According to the evidence evidence Nos. 3, 5, 6, 7, 10, 11, 12, non-party 1, 2, from March 13, 1996 to August 8, 2002, the above company's representative director from March 1999 to August 8, 2002, the non-party 4 and 359 were jointly and severally filed a lawsuit with the Seoul Central District Court No. 78858, Oct. 24, 200 against the non-party 1 and the non-party 2 (the non-party 5 and the non-party 2 were jointly and severally filed a lawsuit claiming damages against the non-party 5 and the non-party 2, the non-party 2, the non-party 5 and the non-party 2, the non-party 2, the non-party 8 and the non-party 2, the non-party 2, and the non-party 8 and the non-party 2, the non-party 5, the above 28885 and the same.
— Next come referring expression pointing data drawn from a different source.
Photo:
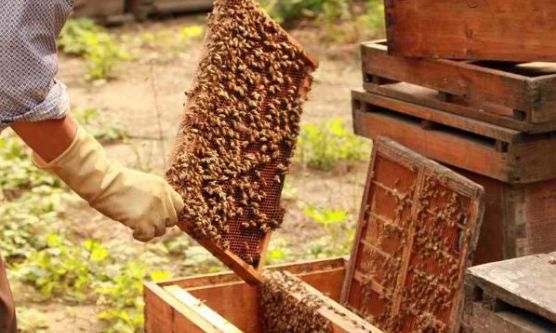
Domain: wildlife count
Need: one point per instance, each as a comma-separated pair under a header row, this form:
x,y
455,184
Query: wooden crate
x,y
229,304
512,156
519,96
416,235
514,296
511,30
520,219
However, the above facts and the evidence of Nos. 4, 19, and 22 are insufficient to recognize that Nonparty 1 and the Plaintiff did not have an intent to evade tax, and there is no other evidence to acknowledge it. Rather, according to the evidence Nos. 1, 11, and 14, Nonparty 1 acquired real estate of an amount equivalent to 11,786,000 won of the standard market price on May 9, 2005, the non-party 1 acquired real estate of an amount of 2,450 square meters. Non-party 1 opened an account in his name on October 13, 2005 with the future three securities on 206 and acquired dividend income through our investment securities, treatment securities, and Samsung securities including the above account in 206, and it was difficult to conclude that the non-party 1 did not have an intention to evade the global income tax after adding it to the national bank account including deposit securities, and one bank account. Furthermore, it was difficult to conclude that the non-party 1 had been subject to comprehensive taxation for 205 years thereafter.

A table (unit 1,00 won) income earner included in the main sentence of this Act shall be calculated on the basis of non-party 18,110 274 65,629 18,10 83,739 41,942 41,942 41,9425,879 6,153 10,809

3) As to the third argument

The fact that the defendant calculated the value of donated property including only new stocks and increased stocks in preparation for the year 2005 is subject to deemed donation in comparison with the above.

In light of the fact that the provision on constructive gift under Article 45-2 (1) of the former Inheritance and Gift Tax Act (amended by Presidential Decree No. 200558, Feb. 8, 2007; Presidential Decree No. 20065, Feb. 8, 2007; Presidential Decree No. 200655, Feb. 2, 2007; Presidential Decree No. 200655, Feb. 2, 2007; Presidential Decree No. 200655, Feb. 1, 2007; Presidential Decree No. 20010, Feb. 2, 2006; Presidential Decree No. 20010, Feb. 1, 2006; Presidential Decree No. 20130, Feb. 1, 2006; Presidential Decree No. 20130, Feb. 1, 200).

3. Conclusion

Thus, all of the plaintiff's claims shall be dismissed as it is without merit.